Marypaz Medina became a sworn child advocate in 2019. Since then, she’s advocated on five different cases. A Garland resident, Marypaz immigrated from Michoacan, Mexico, and she uses her Spanish skills to reach children.
What brought you to Dallas CASA?
While looking for volunteer opportunities for my internship hours, I researched many organizations. The mission of Dallas CASA stood out to me. I was fortunate enough to be raised by two loving parents. It breaks my heart knowing not all kids have what I had. Dallas CASA gives me a chance to be a voice for these kids.
Do you have one moment from one of your cases that showed you the value of a CASA volunteer?

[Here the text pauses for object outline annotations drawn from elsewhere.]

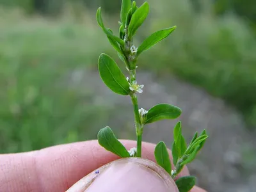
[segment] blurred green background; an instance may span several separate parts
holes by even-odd
[[[140,69],[156,78],[175,76],[223,99],[243,115],[241,129],[253,131],[256,2],[148,1],[150,14],[136,45],[157,29],[177,29],[141,56]],[[95,15],[102,6],[104,22],[117,33],[120,3],[0,0],[1,153],[95,139],[101,127],[115,124],[118,109],[97,97],[101,87],[94,82],[101,80],[90,74],[102,52],[118,60]],[[133,138],[129,134],[124,137]]]

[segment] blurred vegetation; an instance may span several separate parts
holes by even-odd
[[[95,104],[93,88],[86,88],[90,83],[74,85],[72,77],[95,70],[100,52],[114,55],[95,13],[100,5],[108,18],[113,10],[116,13],[120,1],[66,1],[0,0],[6,8],[0,12],[0,152],[93,139],[108,120],[112,109]],[[255,23],[254,1],[148,1],[151,14],[138,31],[136,45],[157,29],[178,28],[141,56],[140,67],[162,76],[173,73],[204,88],[239,109],[255,127],[255,33],[243,18]],[[243,6],[235,8],[235,3]],[[31,15],[9,10],[13,6]],[[45,19],[38,12],[59,17]],[[117,28],[116,15],[108,17]]]

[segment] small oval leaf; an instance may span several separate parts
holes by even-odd
[[[156,31],[147,38],[138,48],[137,56],[142,52],[145,51],[150,47],[155,45],[158,42],[164,40],[169,36],[176,29],[176,26],[173,26],[168,29],[162,29]]]
[[[109,31],[111,33],[113,33],[113,32],[111,31],[110,29],[108,29],[108,30],[109,30]],[[112,47],[114,47],[114,49],[118,52],[120,52],[121,54],[123,54],[121,49],[119,47],[118,44],[116,42],[116,40],[115,39],[113,39],[111,36],[107,36],[108,39],[110,43],[110,44],[111,44]]]
[[[156,146],[155,157],[157,164],[170,174],[172,171],[171,160],[170,160],[169,153],[164,141],[160,141]]]
[[[150,124],[163,119],[174,119],[180,114],[181,109],[178,107],[168,104],[159,104],[148,110],[145,124]]]
[[[188,192],[196,184],[196,178],[193,176],[185,176],[179,178],[175,183],[179,192]]]
[[[199,145],[197,145],[195,148],[195,149],[192,152],[192,153],[191,154],[189,154],[189,156],[188,157],[188,158],[186,160],[184,160],[184,161],[182,161],[180,163],[180,164],[181,165],[185,165],[186,164],[188,164],[188,163],[192,162],[195,159],[195,158],[196,157],[196,154],[197,154],[197,153],[198,152],[198,149],[199,149]]]
[[[198,132],[197,132],[197,131],[196,131],[196,132],[194,134],[194,136],[193,137],[193,138],[191,140],[191,141],[190,141],[189,145],[191,145],[193,142],[194,142],[194,141],[197,138],[197,134],[198,134]]]
[[[130,154],[125,147],[116,139],[109,127],[101,129],[98,133],[99,143],[108,151],[120,157],[129,157]]]
[[[195,140],[194,142],[190,145],[186,152],[187,154],[190,154],[198,145],[200,145],[202,142],[205,141],[208,138],[207,135],[202,135]]]
[[[205,129],[204,129],[203,131],[201,132],[200,136],[202,135],[207,135],[206,133],[206,131]],[[201,150],[201,148],[204,147],[204,143],[205,143],[206,140],[203,141],[202,142],[201,142],[201,143],[200,144],[200,147],[198,148],[198,151]]]
[[[99,71],[103,82],[113,92],[124,95],[129,95],[129,83],[110,56],[104,53],[100,54],[99,58]]]
[[[181,157],[181,149],[180,149],[180,140],[181,140],[181,122],[179,122],[177,123],[173,129],[173,138],[174,142],[175,142],[176,150],[178,153],[178,157]]]
[[[181,135],[180,138],[180,155],[183,156],[187,150],[187,143],[186,142],[185,138],[183,135]]]
[[[176,150],[175,142],[174,142],[174,141],[173,141],[173,143],[172,143],[172,158],[173,158],[173,164],[176,165],[177,162],[178,161],[178,159],[179,159],[179,154],[178,154],[178,152]]]
[[[128,12],[131,7],[131,0],[123,0],[122,1],[121,6],[121,21],[123,24],[125,23],[126,18],[127,17]]]
[[[128,35],[132,37],[138,28],[143,23],[149,12],[149,6],[147,2],[145,2],[132,14],[130,24],[128,27]]]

I still remember my first CASA case with a child who only speaks Spanish. When I met him, I said “Hola!” and his face changed from a sad to a happy face. It was right there when I knew I made a connection with him. From that first day he saw me as his voice and it filled my soul.
As a Spanish-speaker, what are you able to bring to your cases?

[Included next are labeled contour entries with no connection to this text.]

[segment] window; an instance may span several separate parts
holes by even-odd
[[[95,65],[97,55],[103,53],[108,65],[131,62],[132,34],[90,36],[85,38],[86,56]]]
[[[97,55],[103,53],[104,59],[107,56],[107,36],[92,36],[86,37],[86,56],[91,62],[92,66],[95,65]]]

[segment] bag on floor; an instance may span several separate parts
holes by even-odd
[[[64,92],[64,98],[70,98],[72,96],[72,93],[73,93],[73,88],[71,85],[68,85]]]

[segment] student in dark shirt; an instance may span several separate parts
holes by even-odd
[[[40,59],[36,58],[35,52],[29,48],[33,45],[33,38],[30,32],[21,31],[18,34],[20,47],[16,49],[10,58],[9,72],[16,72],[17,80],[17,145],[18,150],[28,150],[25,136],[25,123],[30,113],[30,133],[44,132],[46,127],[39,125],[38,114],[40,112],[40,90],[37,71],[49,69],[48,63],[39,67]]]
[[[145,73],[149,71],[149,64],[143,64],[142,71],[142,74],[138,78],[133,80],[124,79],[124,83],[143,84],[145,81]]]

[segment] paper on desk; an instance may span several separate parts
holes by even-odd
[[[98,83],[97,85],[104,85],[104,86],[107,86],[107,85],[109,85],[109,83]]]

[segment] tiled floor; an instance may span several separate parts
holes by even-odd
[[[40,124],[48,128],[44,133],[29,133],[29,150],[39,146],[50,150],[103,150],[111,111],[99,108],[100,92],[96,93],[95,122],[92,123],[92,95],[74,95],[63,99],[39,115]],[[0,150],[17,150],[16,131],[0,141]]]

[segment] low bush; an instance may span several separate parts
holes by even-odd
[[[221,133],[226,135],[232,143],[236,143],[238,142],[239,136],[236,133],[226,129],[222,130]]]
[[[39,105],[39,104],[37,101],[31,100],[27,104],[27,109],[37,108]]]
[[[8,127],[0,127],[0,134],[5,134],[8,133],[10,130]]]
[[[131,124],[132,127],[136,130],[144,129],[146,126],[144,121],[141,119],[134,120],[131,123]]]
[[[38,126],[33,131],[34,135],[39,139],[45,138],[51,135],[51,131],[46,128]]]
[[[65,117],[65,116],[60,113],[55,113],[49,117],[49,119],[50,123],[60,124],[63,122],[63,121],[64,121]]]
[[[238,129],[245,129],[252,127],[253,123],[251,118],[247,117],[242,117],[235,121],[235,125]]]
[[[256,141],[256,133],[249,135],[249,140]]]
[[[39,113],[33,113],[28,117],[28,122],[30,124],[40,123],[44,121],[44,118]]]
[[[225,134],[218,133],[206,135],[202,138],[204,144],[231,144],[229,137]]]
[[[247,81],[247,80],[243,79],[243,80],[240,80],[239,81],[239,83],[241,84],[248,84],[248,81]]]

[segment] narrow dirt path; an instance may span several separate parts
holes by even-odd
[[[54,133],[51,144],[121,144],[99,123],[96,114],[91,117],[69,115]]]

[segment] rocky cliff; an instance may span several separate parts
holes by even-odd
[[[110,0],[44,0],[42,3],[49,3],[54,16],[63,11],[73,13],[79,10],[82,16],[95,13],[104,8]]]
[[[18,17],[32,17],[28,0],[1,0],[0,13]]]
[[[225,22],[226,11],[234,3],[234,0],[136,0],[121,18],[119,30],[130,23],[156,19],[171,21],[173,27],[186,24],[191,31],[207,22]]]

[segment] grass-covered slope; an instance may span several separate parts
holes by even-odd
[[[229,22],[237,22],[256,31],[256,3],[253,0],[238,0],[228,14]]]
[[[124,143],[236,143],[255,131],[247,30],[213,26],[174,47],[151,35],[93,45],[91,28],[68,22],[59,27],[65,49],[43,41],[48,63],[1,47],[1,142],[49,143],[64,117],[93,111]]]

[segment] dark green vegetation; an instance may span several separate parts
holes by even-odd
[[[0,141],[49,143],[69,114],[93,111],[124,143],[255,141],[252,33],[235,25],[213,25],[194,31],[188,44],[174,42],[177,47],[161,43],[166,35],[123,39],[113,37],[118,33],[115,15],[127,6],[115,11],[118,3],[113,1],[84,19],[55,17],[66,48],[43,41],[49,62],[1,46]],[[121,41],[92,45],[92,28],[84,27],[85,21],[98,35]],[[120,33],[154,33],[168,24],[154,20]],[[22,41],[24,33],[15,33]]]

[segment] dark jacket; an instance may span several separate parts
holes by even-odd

As an immigrant, I know exactly the struggle and how the language barrier can emotionally affect someone. I came to this country without knowing the language or culture, and it was very difficult… but I always had my family by my side. I have had cases where the children don’t know the language or the culture and on top of that they’re not with their families. Having an advocate who understands their needs and culture can be a real blessing to them. They feel more comfortable when someone can understand them.

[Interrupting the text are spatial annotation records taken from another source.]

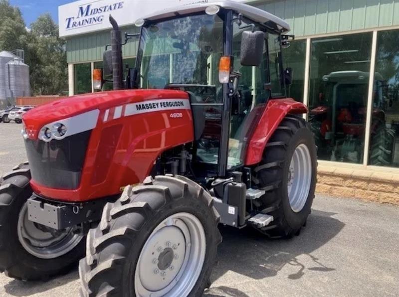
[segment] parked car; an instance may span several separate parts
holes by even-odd
[[[10,106],[4,110],[0,111],[0,122],[9,123],[10,121],[11,120],[15,121],[15,116],[14,115],[17,114],[17,113],[20,112],[24,109],[29,108],[31,109],[34,107],[35,107],[35,106],[33,105],[16,105],[15,106]],[[27,110],[22,112],[22,113],[26,112]],[[10,115],[11,114],[13,115],[12,116],[12,119],[10,118]],[[20,123],[22,121],[21,119],[21,117],[19,118],[18,120],[15,121],[15,122]]]
[[[14,108],[9,111],[9,113],[8,114],[8,120],[9,121],[13,121],[17,124],[20,124],[22,123],[22,116],[23,115],[23,114],[29,111],[33,108],[33,106],[21,107],[20,108]]]

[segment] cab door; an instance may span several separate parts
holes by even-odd
[[[242,66],[240,63],[241,35],[244,31],[251,30],[251,28],[240,28],[249,24],[249,22],[243,21],[240,26],[236,22],[233,24],[233,69],[241,74],[238,84],[240,98],[239,106],[232,105],[230,117],[227,170],[243,164],[247,141],[271,95],[270,90],[265,88],[265,84],[270,81],[268,69],[268,39],[265,39],[263,58],[258,67]]]

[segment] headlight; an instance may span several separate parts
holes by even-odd
[[[43,127],[39,133],[39,138],[43,141],[48,143],[51,140],[51,130],[47,127]]]
[[[95,128],[99,113],[99,110],[95,109],[47,124],[40,130],[38,138],[48,143],[91,130]]]
[[[56,123],[53,125],[51,133],[55,139],[61,139],[66,133],[66,126],[61,123]]]
[[[28,134],[26,133],[26,128],[25,127],[25,124],[22,122],[22,130],[21,130],[21,134],[22,134],[22,137],[23,138],[23,139],[28,139]]]

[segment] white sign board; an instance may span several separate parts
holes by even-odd
[[[212,0],[79,0],[58,6],[60,37],[112,27],[109,15],[120,26],[134,23],[138,18],[158,10],[196,1]]]

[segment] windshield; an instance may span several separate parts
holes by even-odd
[[[219,85],[223,21],[217,15],[190,15],[150,24],[143,28],[141,38],[140,87]]]

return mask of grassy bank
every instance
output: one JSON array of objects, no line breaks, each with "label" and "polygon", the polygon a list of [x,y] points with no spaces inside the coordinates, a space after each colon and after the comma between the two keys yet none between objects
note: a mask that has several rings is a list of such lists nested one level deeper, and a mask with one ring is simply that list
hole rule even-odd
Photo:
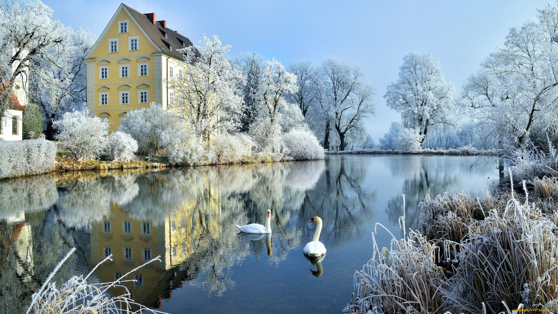
[{"label": "grassy bank", "polygon": [[392,149],[355,149],[339,151],[327,151],[327,154],[425,154],[425,155],[448,155],[456,156],[498,156],[501,155],[497,150],[477,149],[473,147],[465,146],[450,149],[432,149],[430,148],[418,150],[397,150]]},{"label": "grassy bank", "polygon": [[[374,240],[345,312],[558,311],[555,159],[522,156],[537,159],[516,160],[507,177],[513,184],[481,197],[427,198],[420,230],[406,230],[403,218],[403,239],[394,237],[389,248]],[[514,180],[514,173],[522,181]]]}]

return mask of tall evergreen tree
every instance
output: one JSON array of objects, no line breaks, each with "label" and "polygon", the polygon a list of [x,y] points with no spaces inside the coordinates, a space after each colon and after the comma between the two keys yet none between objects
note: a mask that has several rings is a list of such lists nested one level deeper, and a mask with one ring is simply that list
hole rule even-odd
[{"label": "tall evergreen tree", "polygon": [[256,53],[250,62],[247,82],[244,90],[244,110],[240,117],[240,132],[248,132],[257,113],[257,91],[262,77],[262,65]]}]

What do you see as the most helpful thing a CASA volunteer can do?
They can change the path of a child for the better. Becoming a CASA volunteer is truly the most wonderful experience I’ve ever had.
What is the hardest part of being a CASA volunteer and how do you deal with that?
I have to be honest – being an advocate is not always easy. The most difficult part of the role is holding back emotion. When I first read the case files, the first thing I want to do is take the child to lunch or dinner or buy them gifts – anything to make their life better.
What about being a CASA volunteer has surprised you?
What’s surprising to me is how dedicated and thoughtful most people in the system are. Each Child Protective Services caseworker can have more than 15 children on their caseload, and attorneys have even more. It can be very frustrating to deal with some of these situations day in and day out, and I am very impressed with the dedication of people I’ve come across.
What do you say to friends who might want to volunteer?
Being a volunteer has changed my life in so many ways, and I’ve become a more caring and better person in every way. We need more bilingual Spanish-speaking volunteers. So many of the kids in foster care are Spanish speakers, and they need bilingual advocates who understand their language and culture.